I grew up in Louisville, Kentucky, and in high school played in a jazz combo which covered bebop, post-bop, and fusion material.  Many years later, after moving to New York from New Orleans, I played in a traditional, New Orleans-style jazz group.  I played in this group for a year or two until my obligations at the law firm where I worked necessitated that I put music on hold for a while.  Eventually, I started experimenting with recording alone in my apartment, on my own schedule.  
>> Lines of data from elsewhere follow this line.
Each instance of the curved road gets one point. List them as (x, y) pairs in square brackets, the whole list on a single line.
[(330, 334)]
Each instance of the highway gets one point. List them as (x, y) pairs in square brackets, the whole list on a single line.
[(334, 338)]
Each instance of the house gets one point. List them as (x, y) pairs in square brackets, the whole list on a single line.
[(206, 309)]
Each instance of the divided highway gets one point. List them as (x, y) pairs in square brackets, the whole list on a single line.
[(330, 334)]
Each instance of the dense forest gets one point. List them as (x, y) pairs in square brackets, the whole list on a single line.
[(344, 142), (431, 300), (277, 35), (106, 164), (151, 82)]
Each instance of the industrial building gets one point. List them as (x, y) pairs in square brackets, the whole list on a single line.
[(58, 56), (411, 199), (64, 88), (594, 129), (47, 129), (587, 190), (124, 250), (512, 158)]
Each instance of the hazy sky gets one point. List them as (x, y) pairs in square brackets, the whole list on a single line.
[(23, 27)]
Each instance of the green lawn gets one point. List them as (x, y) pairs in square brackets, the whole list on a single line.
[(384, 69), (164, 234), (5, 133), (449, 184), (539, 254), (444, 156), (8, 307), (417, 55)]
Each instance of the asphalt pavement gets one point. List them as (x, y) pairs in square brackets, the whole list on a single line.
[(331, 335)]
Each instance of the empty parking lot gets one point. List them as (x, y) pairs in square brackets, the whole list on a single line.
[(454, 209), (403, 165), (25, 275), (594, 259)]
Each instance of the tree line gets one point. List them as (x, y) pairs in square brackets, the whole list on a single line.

My earliest albums could be put in the amorphous category of experimental ambient electronic music.  At the time, I found myself recording in this genre for a number of reasons.  First, I had very limited means to digitally record anything.  I had no microphone, and my computer would not facilitate direct recording.  I would record things from various devices (digital synths, drum machines, shortwave radios, or anything that I could plug into the recorder) and layer them after transferring the recordings to the computer.  Second, in addition to having no acceptable means of recording the woodwinds I played, I was somewhat out of practice and cripplingly insecure about my performance abilities.  Third, in retrospect, I was in the midst of a years-long depression.  I gravitated toward ambient electronic music because significant shifts in dynamics, volume, or rhythm were intolerable to me.  Such changes, which are key components of most music, seemed unacceptably jarring during that time.  Dissonance and discomfort felt appropriate, but the changes had to take place over longer periods.  

Over time, I took steps to help relieve the depression.  As this happened, my interest in recording grew, and I acquired more equipment which allowed me to make high quality recording of woodwinds and other instruments, and worked on improving my mixing and production techniques.  I also practiced the saxophone more and more, and branched out into clarinet and bass clarinet.  As all this was taking place, I felt a strong urge to get back to what I considered my musical “roots” by playing jazz.  

I’m not sure if the music I make now would best be described as jazz, or more of a jazz-influenced free music.  Over a number of jazz-oriented releases, I have gradually stripped away many of the layers of instruments to allow the music to focus more strenuously on the improvisational part of the performance.  Some of the songs have a clear structure to frame the improvisation, and some have no melodic or harmonic structure at all, so that the improvisation can be more “free”.  

Free improvisation is a search for truth and transcendental beauty.  Although that search will never end, through this music, hopefully, we may all come a little closer to knowing that truth which we seek.